Take the fish out – marine conservation revisited

Yvonne Kunz, David Kloos
KITLV Royal Netherlands Institute for Southeast Asia and Caribbean Studies

Climate change and rapid loss of biodiversity, accompanied by growing social inequalities, are among the most pervasive challenges facing humanity. Recent literature urges us to think about climate change and biodiversity loss as being intimately intertwined. Marine Protected Areas (MPA) aim to preserve marine biodiversity. At the same time, MPAs offer, according to the IUCN (2017), “nature-based solutions to support global efforts towards climate change adaptation and mitigation”. A paradigm illustration of the interconnectedness of biodiversity and climate change in governance perspective. But, how are these intersections negotiated on the local MPA level? How do narratives, prominent in the conservation scene, unfold on the local level? This paper aims to explore some of the key tensions and contestations informing the conservation of marine biodiversity in the Caribbean islands of Bonaire and Aruba.

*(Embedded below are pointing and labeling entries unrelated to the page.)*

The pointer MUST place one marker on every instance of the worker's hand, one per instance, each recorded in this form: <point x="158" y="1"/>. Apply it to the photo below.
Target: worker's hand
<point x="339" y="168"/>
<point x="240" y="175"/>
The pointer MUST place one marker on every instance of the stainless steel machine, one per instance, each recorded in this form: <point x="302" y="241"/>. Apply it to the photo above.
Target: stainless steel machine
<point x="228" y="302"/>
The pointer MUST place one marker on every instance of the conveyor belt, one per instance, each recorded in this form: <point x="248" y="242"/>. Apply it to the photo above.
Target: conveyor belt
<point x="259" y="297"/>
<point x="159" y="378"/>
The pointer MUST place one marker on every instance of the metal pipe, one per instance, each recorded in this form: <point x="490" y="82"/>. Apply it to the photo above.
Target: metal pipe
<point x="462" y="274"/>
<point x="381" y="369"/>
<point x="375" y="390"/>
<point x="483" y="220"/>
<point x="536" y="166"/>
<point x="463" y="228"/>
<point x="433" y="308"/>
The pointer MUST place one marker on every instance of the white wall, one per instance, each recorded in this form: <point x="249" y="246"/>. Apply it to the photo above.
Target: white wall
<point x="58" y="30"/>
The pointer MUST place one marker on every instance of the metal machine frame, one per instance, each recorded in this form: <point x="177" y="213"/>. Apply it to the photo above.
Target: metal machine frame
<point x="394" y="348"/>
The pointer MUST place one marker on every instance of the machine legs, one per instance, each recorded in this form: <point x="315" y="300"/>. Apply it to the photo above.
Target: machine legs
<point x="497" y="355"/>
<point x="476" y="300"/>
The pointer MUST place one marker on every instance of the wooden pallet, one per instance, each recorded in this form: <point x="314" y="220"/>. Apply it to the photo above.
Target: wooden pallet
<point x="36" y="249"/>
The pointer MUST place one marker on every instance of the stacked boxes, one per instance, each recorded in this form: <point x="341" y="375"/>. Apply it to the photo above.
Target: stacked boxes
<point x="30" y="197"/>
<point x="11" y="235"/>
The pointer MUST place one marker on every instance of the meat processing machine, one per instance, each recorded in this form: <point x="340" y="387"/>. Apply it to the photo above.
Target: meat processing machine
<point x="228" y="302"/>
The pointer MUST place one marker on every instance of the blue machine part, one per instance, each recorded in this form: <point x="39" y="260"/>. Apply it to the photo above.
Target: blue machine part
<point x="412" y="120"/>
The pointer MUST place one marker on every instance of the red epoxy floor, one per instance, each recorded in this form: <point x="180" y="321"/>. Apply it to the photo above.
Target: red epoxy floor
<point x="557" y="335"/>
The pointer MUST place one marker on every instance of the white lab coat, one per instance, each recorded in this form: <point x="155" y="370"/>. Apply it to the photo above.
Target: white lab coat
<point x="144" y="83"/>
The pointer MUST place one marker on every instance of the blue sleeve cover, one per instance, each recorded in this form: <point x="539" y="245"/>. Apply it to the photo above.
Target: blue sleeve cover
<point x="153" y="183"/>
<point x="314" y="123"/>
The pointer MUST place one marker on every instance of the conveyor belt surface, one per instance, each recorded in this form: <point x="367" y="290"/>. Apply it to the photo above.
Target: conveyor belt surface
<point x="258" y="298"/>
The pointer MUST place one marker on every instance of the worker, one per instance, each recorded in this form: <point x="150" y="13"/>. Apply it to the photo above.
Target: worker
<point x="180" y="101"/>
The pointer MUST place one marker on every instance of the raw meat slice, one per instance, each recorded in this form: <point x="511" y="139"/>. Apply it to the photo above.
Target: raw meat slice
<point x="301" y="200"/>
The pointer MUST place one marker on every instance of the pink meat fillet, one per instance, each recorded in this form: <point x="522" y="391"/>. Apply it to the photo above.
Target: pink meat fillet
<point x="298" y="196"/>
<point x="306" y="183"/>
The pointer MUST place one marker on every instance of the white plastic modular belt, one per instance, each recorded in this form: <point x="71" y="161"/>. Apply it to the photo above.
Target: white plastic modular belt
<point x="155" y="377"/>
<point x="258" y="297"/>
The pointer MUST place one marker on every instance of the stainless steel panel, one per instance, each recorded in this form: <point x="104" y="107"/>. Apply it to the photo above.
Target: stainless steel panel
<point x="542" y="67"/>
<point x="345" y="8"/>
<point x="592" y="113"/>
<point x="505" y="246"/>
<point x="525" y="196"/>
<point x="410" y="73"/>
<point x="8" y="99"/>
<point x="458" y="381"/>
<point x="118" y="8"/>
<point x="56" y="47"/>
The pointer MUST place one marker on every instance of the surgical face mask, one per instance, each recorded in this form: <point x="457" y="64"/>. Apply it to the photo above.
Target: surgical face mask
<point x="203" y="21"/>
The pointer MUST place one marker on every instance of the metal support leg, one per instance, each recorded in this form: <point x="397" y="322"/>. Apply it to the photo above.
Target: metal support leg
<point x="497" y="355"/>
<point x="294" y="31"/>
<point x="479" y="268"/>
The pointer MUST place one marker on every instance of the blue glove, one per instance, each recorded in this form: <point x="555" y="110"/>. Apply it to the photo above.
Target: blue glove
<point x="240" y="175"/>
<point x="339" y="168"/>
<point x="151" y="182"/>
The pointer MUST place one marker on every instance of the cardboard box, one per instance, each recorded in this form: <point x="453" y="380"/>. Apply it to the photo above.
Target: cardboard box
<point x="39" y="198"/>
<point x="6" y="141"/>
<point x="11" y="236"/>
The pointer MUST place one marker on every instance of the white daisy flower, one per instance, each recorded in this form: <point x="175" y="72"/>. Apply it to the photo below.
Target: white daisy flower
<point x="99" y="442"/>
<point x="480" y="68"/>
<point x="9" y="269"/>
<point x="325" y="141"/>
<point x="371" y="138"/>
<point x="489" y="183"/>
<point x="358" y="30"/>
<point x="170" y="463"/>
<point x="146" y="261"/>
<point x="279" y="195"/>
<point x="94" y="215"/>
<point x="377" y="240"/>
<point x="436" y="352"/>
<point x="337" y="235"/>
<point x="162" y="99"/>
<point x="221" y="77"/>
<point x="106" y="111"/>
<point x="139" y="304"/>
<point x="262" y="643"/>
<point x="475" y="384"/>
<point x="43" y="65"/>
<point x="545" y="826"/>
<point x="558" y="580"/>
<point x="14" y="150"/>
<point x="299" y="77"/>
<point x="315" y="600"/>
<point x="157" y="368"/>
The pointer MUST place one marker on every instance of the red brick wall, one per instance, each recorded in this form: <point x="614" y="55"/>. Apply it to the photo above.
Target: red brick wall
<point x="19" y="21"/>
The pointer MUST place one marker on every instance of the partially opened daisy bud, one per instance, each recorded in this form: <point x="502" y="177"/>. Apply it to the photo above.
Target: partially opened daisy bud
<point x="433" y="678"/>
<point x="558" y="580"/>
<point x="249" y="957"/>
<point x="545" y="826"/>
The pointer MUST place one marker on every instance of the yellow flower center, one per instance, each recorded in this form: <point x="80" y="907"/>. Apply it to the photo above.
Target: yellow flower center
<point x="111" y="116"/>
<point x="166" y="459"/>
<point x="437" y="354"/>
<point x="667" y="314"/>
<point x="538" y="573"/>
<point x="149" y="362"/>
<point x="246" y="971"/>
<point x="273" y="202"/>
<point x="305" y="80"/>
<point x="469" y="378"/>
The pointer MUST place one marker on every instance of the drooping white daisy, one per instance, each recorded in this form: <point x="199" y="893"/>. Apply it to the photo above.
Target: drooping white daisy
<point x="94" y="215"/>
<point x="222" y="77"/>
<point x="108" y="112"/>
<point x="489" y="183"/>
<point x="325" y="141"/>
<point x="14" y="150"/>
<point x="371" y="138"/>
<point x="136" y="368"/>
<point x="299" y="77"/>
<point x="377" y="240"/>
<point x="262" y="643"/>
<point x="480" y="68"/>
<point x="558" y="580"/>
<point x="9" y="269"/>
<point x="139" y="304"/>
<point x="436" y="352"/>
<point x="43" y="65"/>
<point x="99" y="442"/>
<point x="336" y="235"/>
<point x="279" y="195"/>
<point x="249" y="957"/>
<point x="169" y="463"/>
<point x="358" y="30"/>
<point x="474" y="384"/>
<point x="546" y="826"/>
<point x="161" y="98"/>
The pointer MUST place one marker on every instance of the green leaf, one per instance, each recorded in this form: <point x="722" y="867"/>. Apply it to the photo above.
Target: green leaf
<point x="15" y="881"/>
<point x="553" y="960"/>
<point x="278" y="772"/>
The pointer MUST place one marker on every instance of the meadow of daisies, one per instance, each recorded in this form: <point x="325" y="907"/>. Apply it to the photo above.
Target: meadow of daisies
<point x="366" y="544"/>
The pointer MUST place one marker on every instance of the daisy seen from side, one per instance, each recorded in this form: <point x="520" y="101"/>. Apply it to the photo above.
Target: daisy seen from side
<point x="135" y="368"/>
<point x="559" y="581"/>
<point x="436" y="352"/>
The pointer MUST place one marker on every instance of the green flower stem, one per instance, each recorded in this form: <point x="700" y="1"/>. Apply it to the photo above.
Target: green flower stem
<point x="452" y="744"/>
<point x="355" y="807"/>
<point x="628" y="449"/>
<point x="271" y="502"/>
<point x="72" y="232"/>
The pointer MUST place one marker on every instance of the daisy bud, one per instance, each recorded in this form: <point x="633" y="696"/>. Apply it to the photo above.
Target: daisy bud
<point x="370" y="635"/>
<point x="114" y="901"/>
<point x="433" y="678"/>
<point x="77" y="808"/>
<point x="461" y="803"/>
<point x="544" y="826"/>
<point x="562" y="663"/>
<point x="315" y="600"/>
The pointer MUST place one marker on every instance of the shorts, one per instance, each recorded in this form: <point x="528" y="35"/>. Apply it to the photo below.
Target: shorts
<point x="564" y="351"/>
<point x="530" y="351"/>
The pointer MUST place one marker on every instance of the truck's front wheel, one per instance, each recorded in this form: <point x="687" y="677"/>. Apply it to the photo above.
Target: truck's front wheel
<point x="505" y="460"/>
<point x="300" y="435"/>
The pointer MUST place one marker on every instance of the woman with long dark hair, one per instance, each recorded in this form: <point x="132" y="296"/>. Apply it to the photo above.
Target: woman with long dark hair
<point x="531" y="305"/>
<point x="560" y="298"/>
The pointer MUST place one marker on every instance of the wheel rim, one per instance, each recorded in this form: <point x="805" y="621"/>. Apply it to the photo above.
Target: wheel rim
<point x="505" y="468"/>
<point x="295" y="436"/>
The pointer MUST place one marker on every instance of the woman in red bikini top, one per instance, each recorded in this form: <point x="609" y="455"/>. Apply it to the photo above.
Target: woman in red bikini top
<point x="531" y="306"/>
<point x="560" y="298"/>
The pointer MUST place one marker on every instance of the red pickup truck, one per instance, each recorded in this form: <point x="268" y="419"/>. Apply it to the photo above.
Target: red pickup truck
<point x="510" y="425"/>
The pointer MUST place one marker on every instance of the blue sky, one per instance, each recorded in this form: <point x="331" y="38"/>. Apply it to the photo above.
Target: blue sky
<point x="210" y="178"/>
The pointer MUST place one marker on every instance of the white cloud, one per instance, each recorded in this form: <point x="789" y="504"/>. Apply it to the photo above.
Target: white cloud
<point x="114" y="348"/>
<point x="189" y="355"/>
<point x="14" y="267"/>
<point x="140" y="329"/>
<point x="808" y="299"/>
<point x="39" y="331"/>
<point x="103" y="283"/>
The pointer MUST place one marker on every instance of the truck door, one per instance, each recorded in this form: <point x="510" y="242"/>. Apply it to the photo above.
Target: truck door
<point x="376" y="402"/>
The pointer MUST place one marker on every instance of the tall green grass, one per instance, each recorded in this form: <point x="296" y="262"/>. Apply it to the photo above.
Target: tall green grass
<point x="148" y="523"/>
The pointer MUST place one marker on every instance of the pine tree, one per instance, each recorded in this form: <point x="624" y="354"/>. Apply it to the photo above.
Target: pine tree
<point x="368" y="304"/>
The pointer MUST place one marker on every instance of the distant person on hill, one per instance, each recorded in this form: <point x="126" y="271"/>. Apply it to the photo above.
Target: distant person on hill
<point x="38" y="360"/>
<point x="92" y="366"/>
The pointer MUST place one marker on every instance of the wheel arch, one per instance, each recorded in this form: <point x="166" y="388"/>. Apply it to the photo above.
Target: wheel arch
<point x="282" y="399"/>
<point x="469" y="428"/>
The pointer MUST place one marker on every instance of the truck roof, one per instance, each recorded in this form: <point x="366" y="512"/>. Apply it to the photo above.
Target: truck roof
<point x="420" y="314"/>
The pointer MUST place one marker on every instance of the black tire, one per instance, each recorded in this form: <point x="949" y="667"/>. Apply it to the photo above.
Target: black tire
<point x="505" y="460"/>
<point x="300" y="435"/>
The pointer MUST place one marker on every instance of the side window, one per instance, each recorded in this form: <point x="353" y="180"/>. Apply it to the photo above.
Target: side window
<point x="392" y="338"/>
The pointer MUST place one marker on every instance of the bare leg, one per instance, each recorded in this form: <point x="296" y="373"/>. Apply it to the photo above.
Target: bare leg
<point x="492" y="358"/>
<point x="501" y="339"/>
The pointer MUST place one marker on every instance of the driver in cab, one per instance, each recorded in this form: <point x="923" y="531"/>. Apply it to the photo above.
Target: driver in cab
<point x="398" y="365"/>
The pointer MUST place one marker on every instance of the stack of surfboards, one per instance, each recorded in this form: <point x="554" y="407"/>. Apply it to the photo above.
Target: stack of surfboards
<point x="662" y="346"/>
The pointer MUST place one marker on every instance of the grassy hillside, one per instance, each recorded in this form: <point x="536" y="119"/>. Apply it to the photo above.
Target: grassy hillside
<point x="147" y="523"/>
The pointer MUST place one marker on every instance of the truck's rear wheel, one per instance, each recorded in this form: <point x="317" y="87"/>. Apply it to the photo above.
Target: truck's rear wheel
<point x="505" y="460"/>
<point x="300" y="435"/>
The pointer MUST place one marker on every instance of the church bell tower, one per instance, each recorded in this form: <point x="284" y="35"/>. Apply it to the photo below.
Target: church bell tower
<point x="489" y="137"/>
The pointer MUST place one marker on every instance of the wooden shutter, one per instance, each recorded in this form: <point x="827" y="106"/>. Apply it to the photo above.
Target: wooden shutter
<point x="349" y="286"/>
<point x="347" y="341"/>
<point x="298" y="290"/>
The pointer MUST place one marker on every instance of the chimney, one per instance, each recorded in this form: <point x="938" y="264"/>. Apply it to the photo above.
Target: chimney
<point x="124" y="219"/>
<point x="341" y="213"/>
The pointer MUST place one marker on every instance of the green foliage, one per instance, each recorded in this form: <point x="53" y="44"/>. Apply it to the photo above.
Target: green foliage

Making use of interviews carried out by an interdisciplinary team of social scientists, natural scientists, and practitioners, the paper takes as its point of departure a critical examination of what [Author’s name removed for anonymous review process] calls “conservationland,” that is, the “social worlds, institutions, values systems, worldviews, emotions, and everyday labour” of conservation professionals. Our aim is to shed light on some of the key debates and contestations that have arisen between conservation professionals and other social groups on the islands. Disagreements that appear to be relatively minor from an ecological point of view – such as local people’s rights to fish – turn out to become near-unsurmountable once they take the shape of cultural clash, thereby severely constraining conservation efforts. This begs the question of whether the opposite also occurs. Are stakeholder agreements that look positive and constructive from the outset – about the importance of ecotourism, for instance – potentially disastrous ecologically?